I remember Michael Moore's documentary 'Sicko' where he took some Americans struggling with healthcare costs to Cuba to buy things such as asthma pumps at a fraction of the price they paid in the US.

CulturalNomad · 09/12/2024 14:21

The US has a somewhat Byzantine system that mediates drug prices with drug companies, insurance companies, intermediaries, and sometimes individual States all playing parts

True. I noticed the "retail price" on a 90-day prescription I picked up at the pharmacy was $1,000.00. Insurance covered it and the cost to me was zero. I'm assuming insurance did not pay the full retail cost but some negotiated reduced charge.

But an uninsured person presumably would be charged full price.

BruFord · 09/12/2024 14:29

CulturalNomad · 09/12/2024 14:21

The US has a somewhat Byzantine system that mediates drug prices with drug companies, insurance companies, intermediaries, and sometimes individual States all playing parts

True. I noticed the "retail price" on a 90-day prescription I picked up at the pharmacy was $1,000.00. Insurance covered it and the cost to me was zero. I'm assuming insurance did not pay the full retail cost but some negotiated reduced charge.

But an uninsured person presumably would be charged full price.

@CulturalNomad Yes, slightly different, but I had surgery earlier this year and as I have a high deductible plan, I paid the amount negotiated by the insurance company, about $4,500.

Without insurance, my bill would've been over $30,000!! It makes no sense to me, because if the hospital was willing to accept $4,500 for the procedure, why not just charge everyone that?

Few people can pay $30K upfront anyway, I'd have had to go on a monthly payment plan, which is inefficient for the hospital.

CulturalNomad · 09/12/2024 19:13

Looks like they got him. Suspect under arrest in Pennsylvania.

DanielaDressen · 09/12/2024 19:32

CulturalNomad · 09/12/2024 19:13

Looks like they got him. Suspect under arrest in Pennsylvania.

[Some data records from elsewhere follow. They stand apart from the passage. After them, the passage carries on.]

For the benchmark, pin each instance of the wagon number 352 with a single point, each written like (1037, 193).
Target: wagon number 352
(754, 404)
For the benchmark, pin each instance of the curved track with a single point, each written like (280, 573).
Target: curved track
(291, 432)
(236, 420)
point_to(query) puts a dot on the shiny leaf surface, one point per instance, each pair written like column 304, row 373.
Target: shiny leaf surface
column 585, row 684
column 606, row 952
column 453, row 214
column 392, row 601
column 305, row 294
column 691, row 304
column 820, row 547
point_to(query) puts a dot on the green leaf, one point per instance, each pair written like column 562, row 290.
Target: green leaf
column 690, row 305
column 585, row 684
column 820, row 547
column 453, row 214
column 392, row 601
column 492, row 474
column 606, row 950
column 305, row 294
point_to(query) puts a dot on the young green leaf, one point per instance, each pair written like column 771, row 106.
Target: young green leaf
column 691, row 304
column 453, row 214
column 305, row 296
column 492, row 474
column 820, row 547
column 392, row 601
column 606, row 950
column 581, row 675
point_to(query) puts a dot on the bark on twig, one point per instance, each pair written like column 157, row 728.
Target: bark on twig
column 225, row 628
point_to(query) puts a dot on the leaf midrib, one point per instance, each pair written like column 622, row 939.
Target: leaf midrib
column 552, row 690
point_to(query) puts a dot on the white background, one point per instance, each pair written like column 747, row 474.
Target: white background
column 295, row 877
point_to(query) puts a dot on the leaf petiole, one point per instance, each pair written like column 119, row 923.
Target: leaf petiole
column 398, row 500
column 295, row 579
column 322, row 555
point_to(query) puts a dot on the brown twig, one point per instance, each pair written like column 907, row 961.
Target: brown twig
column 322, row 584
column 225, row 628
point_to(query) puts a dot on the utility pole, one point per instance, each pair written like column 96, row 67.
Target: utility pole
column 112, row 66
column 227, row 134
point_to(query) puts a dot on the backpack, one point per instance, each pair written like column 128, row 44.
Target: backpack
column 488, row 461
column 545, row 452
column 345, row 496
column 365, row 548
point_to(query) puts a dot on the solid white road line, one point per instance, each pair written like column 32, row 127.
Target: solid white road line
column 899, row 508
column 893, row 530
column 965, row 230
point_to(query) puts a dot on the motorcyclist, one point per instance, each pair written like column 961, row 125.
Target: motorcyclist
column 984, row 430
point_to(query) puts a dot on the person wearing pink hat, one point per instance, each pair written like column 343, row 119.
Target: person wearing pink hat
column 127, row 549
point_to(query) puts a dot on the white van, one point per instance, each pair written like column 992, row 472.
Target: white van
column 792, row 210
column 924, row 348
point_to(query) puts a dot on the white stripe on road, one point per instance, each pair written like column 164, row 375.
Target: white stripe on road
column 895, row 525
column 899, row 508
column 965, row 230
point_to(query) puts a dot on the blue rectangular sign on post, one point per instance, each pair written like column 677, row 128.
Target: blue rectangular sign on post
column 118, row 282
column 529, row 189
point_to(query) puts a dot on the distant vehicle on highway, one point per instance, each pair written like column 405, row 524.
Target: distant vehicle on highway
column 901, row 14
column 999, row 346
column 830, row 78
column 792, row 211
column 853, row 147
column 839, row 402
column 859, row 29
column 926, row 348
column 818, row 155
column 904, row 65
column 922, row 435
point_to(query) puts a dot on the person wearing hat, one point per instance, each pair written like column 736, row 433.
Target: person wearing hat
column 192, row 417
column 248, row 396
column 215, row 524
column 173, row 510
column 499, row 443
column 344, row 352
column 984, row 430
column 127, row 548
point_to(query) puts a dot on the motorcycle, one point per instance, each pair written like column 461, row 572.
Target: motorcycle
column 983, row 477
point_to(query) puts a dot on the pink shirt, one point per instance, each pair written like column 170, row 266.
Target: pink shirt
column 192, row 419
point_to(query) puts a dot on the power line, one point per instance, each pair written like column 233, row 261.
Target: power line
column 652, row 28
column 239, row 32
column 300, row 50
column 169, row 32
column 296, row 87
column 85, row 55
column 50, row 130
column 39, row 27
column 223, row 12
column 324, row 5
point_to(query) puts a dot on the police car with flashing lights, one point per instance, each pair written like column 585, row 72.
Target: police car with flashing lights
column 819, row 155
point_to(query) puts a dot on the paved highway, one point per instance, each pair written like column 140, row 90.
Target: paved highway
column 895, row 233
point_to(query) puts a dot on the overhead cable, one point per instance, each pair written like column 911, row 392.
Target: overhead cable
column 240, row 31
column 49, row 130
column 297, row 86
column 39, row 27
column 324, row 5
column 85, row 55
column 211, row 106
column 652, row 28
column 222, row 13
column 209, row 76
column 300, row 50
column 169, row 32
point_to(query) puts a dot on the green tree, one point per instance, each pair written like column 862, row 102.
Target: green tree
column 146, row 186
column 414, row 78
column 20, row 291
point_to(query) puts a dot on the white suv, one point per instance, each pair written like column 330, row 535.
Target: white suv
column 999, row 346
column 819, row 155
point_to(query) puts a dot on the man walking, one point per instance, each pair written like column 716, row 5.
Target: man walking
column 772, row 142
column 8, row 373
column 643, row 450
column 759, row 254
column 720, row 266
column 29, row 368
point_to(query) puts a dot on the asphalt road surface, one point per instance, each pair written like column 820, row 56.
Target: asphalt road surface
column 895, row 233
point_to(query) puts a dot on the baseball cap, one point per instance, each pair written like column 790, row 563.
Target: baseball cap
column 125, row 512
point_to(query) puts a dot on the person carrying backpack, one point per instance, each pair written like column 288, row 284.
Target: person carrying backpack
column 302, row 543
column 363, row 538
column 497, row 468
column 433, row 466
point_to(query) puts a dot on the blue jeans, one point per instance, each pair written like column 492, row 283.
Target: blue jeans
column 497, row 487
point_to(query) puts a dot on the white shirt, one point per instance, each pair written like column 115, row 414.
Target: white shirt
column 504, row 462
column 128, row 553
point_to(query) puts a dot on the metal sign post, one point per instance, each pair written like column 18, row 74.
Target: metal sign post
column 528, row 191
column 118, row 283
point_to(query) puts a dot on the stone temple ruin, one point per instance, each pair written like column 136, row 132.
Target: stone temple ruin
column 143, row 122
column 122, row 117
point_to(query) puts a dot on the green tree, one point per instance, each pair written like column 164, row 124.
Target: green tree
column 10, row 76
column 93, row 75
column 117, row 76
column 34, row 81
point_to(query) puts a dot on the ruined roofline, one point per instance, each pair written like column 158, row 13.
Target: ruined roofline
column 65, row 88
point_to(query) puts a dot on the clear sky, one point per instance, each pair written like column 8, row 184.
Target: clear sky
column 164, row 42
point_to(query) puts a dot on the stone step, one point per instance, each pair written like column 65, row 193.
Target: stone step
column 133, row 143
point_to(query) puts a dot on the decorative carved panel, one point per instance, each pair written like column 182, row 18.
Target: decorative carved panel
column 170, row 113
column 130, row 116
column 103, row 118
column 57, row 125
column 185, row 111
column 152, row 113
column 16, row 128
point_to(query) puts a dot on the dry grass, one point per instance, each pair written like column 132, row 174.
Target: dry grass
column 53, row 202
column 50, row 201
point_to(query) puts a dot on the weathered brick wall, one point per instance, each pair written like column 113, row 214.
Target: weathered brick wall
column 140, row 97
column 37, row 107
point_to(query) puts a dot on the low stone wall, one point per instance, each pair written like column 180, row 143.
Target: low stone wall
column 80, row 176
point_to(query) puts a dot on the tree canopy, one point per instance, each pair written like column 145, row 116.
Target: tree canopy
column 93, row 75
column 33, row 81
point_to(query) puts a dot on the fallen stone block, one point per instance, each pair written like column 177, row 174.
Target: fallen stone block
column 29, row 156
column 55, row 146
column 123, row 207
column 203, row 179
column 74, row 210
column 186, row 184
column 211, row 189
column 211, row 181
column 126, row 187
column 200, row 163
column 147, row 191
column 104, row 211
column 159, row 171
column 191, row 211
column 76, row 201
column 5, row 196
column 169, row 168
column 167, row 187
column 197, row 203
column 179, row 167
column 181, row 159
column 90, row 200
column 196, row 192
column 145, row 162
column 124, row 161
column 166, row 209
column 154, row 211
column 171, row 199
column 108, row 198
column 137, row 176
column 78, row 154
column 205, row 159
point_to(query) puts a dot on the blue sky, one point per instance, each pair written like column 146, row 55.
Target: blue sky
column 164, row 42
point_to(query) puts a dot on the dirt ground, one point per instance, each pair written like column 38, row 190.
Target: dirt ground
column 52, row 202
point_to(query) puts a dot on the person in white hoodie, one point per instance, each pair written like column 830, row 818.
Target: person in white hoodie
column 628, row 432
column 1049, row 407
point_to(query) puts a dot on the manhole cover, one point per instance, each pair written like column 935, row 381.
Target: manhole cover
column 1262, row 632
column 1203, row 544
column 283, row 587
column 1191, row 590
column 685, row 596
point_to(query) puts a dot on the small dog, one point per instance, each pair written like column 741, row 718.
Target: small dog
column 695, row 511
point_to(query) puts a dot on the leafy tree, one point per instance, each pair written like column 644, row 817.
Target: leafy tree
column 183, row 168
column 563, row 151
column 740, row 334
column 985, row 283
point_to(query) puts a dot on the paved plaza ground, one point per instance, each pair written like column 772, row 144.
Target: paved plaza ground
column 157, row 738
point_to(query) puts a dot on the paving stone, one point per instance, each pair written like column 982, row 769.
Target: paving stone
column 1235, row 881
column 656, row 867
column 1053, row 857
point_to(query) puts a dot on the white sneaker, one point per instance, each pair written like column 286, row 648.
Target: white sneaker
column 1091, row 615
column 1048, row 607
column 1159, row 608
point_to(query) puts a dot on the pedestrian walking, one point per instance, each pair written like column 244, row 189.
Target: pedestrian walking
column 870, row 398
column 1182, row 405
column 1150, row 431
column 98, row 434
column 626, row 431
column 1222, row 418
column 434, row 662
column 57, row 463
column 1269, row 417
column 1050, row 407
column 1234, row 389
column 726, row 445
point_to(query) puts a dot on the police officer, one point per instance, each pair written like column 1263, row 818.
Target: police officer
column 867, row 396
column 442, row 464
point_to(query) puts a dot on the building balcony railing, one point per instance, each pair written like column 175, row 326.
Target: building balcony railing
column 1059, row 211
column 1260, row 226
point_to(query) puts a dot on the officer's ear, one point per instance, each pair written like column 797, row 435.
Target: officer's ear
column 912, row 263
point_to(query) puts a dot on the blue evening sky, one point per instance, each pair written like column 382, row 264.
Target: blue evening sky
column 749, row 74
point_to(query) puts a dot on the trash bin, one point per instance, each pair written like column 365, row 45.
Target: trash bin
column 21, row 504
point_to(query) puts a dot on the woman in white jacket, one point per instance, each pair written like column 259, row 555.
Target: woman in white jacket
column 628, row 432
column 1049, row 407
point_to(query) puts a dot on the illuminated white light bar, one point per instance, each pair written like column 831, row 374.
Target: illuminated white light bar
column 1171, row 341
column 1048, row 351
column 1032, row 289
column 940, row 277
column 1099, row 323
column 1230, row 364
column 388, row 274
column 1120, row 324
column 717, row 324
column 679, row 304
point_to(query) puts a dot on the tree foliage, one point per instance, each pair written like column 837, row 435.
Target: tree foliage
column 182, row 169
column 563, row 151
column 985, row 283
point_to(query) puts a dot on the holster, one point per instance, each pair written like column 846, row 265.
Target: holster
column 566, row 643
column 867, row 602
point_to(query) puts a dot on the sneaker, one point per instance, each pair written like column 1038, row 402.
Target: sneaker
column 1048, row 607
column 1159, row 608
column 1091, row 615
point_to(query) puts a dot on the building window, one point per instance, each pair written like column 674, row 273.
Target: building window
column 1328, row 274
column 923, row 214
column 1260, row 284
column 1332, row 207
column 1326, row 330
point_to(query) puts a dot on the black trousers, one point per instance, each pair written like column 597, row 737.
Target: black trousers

Fobbed in by a McDonald’s employee who thought he looked like the gunman. Shame he hadn’t shaved his hair off/changed his appearance more. Found with a gun, a silencer and an anti health companies manifesto in his bag….reports that the gun was printed off a 3d printer!

BettyBardMacDonald · 09/12/2024 19:33

CulturalNomad · 09/12/2024 19:13

Looks like they got him. Suspect under arrest in Pennsylvania.

Why on earth would he still have the gun???

HeddaGarbled · 09/12/2024 19:41

And why was he in a McDonalds rather than hiding?

CulturalNomad · 09/12/2024 20:07

BettyBardMacDonald · 09/12/2024 19:33

Why on earth would he still have the gun???

Because he's not the criminal genius the internet was making him out to be?

He really had to have known from the beginning that he'd eventually be caught.

CulturalNomad · 09/12/2024 20:08

HeddaGarbled · 09/12/2024 19:41

And why was he in a McDonalds rather than hiding?

Couldn't resist that quarter pounder and fries😂

BettyBardMacDonald · 09/12/2024 20:34

Yeah but one need not be a criminal genius to ditch the murder weapon. That's not exactly 4D chess.

CulturalNomad · 09/12/2024 20:51

BettyBardMacDonald · 09/12/2024 20:34

Yeah but one need not be a criminal genius to ditch the murder weapon. That's not exactly 4D chess.

I think it's a good possibility that he always knew he'd be caught.

SquirrelSoShiny · 09/12/2024 21:15

The hate online for that McDonald's employee is already something to behold. I would not want to be working there.